S&P 500 ends at record as jobs report eases Fed worries

US stocks ended higher on Friday, lifting the S&P 500 to a fresh closing high, after a weaker-than-expected jobs report was taken as a sign that the Federal Reserve will not begin raising interest rates anytime soon.

Stocks had traded lower after the government reported fewer US jobs were created in August than expected.

By early afternoon, however, major indexes turned positive, led by utilities. Fed officials have made it clear that they see the labor market as still struggling, which partially justifies keeping rates at rock-bottom levels.

“The nonfarm payroll numbers fell well short of expectations, but the market reaction suggests a stronger-than-consensus number might have been met with a downward bias in equities,” said Jim Russell, senior equity strategist at US Bank Wealth Management in Cincinnati.

“What we saw today called off the dogs to some degree and took the heat down a notch or two from investors’ concern about rate hikes.”
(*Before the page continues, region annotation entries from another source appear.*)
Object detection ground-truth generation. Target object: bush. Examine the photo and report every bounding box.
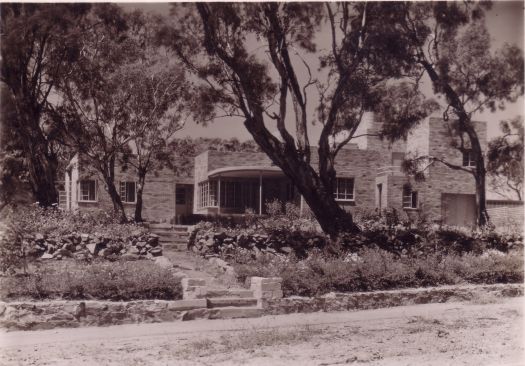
[0,261,182,301]
[233,248,523,296]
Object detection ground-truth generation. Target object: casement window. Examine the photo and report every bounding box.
[120,182,137,203]
[403,187,418,208]
[175,187,186,205]
[198,181,217,208]
[334,178,354,201]
[463,150,476,167]
[78,180,98,202]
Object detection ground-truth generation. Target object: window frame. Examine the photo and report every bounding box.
[175,186,188,205]
[334,177,355,202]
[401,187,419,210]
[77,179,98,203]
[119,180,137,204]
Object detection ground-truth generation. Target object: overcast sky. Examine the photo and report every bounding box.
[121,1,524,143]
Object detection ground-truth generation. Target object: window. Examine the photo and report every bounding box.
[334,178,354,201]
[463,150,476,167]
[198,181,217,208]
[175,187,186,205]
[403,187,418,208]
[120,182,137,203]
[79,180,97,202]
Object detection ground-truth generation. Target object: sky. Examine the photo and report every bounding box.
[120,1,524,143]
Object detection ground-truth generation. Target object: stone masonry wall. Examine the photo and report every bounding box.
[72,159,175,222]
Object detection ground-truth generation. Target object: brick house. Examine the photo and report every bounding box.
[65,117,510,226]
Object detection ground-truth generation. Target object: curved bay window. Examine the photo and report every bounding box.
[197,180,217,208]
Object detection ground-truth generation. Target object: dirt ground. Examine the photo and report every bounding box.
[0,298,525,366]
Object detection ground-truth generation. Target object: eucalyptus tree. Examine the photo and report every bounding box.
[0,3,90,206]
[487,116,524,201]
[394,1,524,226]
[160,2,429,235]
[54,4,141,222]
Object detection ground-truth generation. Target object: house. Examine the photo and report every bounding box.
[61,117,520,226]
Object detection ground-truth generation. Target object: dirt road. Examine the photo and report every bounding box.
[0,298,525,366]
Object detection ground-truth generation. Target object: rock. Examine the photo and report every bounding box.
[155,257,173,268]
[86,243,97,255]
[121,253,140,261]
[56,248,73,258]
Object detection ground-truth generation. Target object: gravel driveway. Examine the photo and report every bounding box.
[0,298,524,366]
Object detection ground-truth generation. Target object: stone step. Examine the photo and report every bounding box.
[208,307,264,319]
[206,293,257,308]
[162,244,188,252]
[206,289,253,298]
[159,238,188,244]
[150,228,190,235]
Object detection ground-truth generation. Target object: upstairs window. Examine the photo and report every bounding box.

Utilities gained 1.2 percent as investors turned to the group for their income appeal with bond yields falling in response to the payrolls data. Utility shares often benefit as bond yields fall because the companies pay relatively rich dividends.

Power generator NRG Energy Inc rose 1.9 percent to USD 30.89, and XCEL Energy Inc advanced 1.9 percent to USD 32.48.
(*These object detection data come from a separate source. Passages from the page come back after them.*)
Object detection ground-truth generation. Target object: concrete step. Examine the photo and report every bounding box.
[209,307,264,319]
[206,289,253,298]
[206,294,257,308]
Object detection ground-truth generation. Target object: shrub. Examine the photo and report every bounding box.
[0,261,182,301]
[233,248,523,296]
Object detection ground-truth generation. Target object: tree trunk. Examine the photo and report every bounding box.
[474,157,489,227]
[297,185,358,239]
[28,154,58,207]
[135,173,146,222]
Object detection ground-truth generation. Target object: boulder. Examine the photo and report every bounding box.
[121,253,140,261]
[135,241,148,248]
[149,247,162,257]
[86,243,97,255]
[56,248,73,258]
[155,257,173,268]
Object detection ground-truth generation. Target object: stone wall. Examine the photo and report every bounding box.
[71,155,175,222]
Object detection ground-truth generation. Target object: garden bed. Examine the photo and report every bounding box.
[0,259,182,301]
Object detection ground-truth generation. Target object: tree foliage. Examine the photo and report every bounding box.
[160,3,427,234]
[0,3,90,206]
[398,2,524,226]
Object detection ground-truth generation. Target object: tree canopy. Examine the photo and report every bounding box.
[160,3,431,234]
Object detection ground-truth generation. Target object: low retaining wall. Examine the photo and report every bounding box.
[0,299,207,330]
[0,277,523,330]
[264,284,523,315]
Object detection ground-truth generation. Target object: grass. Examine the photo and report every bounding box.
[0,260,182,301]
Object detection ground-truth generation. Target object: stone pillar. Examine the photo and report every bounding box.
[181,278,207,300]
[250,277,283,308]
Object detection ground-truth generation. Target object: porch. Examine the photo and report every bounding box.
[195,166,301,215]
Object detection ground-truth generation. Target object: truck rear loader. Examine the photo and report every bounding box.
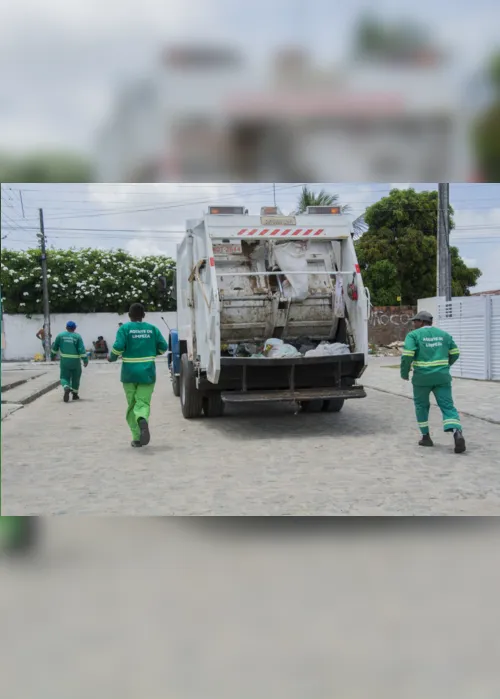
[170,206,370,419]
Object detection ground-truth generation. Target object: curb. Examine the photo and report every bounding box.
[2,379,60,407]
[364,382,500,425]
[2,379,30,393]
[19,379,60,405]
The Dow Jones industrial average rose 67.78 points, or 0.4 percent, to 17,137.36. The S&P 500 was up 10.06 points, or 0.5 percent, to 2,007.71. The Nasdaq Composite added 20.61 points, or 0.45 percent, to 4,582.90.
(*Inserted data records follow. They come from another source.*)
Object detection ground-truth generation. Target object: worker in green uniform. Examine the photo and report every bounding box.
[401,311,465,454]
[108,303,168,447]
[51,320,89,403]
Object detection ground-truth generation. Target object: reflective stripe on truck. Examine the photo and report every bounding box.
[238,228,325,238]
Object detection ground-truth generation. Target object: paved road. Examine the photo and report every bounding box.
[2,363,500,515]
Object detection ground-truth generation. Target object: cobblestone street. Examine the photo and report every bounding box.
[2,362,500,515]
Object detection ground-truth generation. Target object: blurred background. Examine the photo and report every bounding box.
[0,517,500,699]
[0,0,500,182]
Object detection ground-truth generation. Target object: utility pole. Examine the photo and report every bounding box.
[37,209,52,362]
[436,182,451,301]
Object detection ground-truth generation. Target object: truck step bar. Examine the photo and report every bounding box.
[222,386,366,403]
For the week, the Dow and the S&P each gained 0.2 percent and the Nasdaq rose 0.06 percent.

Family Dollar Stores Inc shares lost 1.2 percent to USD 79.11 after the discount retailer rejected Dollar General Corp’s sweetened takeover bid. Shares of Dollar General fell 2.3 percent to USD 63.01.

Apple shares edged up 0.9 percent to USD 98.97 after the company said it planned to add new security features to its iCloud service.

Retailers lost ground. Michael Kors shares lost 4.5 percent to USD 76.39 after the company announced a secondary offering of 11.6 million shares.

Gap Inc shares fell 4.2 percent to USD 44.65 after worse-than-expected same-store-sales in August.

About 5.2 billion shares traded on all US platforms, according to BATS exchange data, compared with the five-day average of 5.1 billion.